Naturally, the likelihood of protest will be greatly affected by whether or not Putin has an opponent. At this point in time, it looks like 60-year-old Boris Nadezhdin will play that role. Nadezhdin has the credentials, having served as the murdered reformer Boris Nemtsov’s comrade in arms and having occupied a variety of more-or-less reformist positions over the last two decades.
That said, there is also credible evidence to suggest that, as Taras Kuzio, the Henry Jackson Society’s Ukraine expert, put it in a personal message to me, “Boris Nadezhdin, allegedly a democratic opposition Russian presidential candidate, is a Putin technical candidate and a Russian chauvinist and imperialist.” Indeed, Nadezhdin has denied the existence of Ukrainians as a separate nation and consorts with some of Putin’s most scandalous propagandists. He is, in other words, a mixed bag at best. He is also testimony to the sad fact that even Russian oppositionists (such as, alas, the currently imprisoned Alexei Navalny) have a broad imperialist and racist streak within them.
Whether or not Nadezhdin is a real opposition candidate or a Putin flunky may be less important than whether or not Russians view him as being a genuine alternative. Imagine that he does in fact run, and that a considerable number of Russians vote for him, thinking, rightly or wrongly, that they are voting for change. Imagine that Putin wins by a wide margin, wider than Nadezhdin’s supporters think is valid.
Would they protest and spark a mini Orange Revolution? Probably not — but, then again, who expected Russians to rally to Boris Yeltsin after the failed hardliner coup of 1991? Who expected them to volunteer to die in Ukraine’s killing fields?
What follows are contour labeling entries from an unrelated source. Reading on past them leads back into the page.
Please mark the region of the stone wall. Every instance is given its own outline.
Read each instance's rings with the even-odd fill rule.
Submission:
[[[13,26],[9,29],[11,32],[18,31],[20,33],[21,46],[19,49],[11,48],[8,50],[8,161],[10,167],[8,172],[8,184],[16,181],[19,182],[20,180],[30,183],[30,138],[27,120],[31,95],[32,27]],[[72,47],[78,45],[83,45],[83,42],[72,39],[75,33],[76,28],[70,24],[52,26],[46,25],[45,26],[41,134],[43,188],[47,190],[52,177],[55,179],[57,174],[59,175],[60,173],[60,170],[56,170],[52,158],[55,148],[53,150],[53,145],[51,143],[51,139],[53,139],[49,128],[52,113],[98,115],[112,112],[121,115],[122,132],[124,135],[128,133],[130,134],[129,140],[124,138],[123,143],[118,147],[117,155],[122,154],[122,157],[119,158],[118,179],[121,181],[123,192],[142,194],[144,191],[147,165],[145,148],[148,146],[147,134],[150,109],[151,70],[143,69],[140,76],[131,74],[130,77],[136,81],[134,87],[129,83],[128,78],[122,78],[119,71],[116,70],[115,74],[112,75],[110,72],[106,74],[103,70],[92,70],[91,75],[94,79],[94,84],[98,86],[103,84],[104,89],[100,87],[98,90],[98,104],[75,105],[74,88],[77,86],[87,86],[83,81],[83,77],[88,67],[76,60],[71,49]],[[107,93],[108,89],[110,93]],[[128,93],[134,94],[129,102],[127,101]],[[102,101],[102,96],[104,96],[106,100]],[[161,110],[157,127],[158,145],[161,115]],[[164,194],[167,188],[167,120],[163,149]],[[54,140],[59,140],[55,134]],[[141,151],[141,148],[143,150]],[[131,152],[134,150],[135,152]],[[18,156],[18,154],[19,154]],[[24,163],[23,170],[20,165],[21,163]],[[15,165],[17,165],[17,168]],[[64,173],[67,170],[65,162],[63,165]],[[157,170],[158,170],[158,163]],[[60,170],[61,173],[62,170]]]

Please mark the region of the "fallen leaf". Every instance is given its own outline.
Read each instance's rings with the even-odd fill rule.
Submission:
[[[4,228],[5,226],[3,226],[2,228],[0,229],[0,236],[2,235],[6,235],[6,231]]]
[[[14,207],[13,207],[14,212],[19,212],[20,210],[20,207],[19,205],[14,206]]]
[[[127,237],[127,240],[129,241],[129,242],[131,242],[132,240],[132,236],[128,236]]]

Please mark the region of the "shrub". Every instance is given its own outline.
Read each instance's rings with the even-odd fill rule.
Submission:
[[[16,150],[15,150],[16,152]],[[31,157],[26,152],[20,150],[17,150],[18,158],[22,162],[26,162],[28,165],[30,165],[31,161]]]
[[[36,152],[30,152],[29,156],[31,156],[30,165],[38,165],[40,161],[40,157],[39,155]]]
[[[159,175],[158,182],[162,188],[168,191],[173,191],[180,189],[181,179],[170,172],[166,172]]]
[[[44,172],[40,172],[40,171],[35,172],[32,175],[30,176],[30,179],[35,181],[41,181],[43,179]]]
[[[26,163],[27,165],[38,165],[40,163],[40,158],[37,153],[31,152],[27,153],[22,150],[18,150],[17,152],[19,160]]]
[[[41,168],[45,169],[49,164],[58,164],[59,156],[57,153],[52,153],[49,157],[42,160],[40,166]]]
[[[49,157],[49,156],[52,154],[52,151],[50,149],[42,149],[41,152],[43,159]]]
They just might surprise us again — in a good way.
Alexander J. Motyl is a professor of political science at Rutgers University-Newark. A specialist on Ukraine, Russia and the USSR, and on nationalism, revolutions, empires and theory, he is the author of 10 books of nonfiction, as well as “Imperial Ends: The Decay, Collapse, and Revival of Empires” and “Why Empires Reemerge: Imperial Collapse and Imperial Revival in Comparative Perspective.”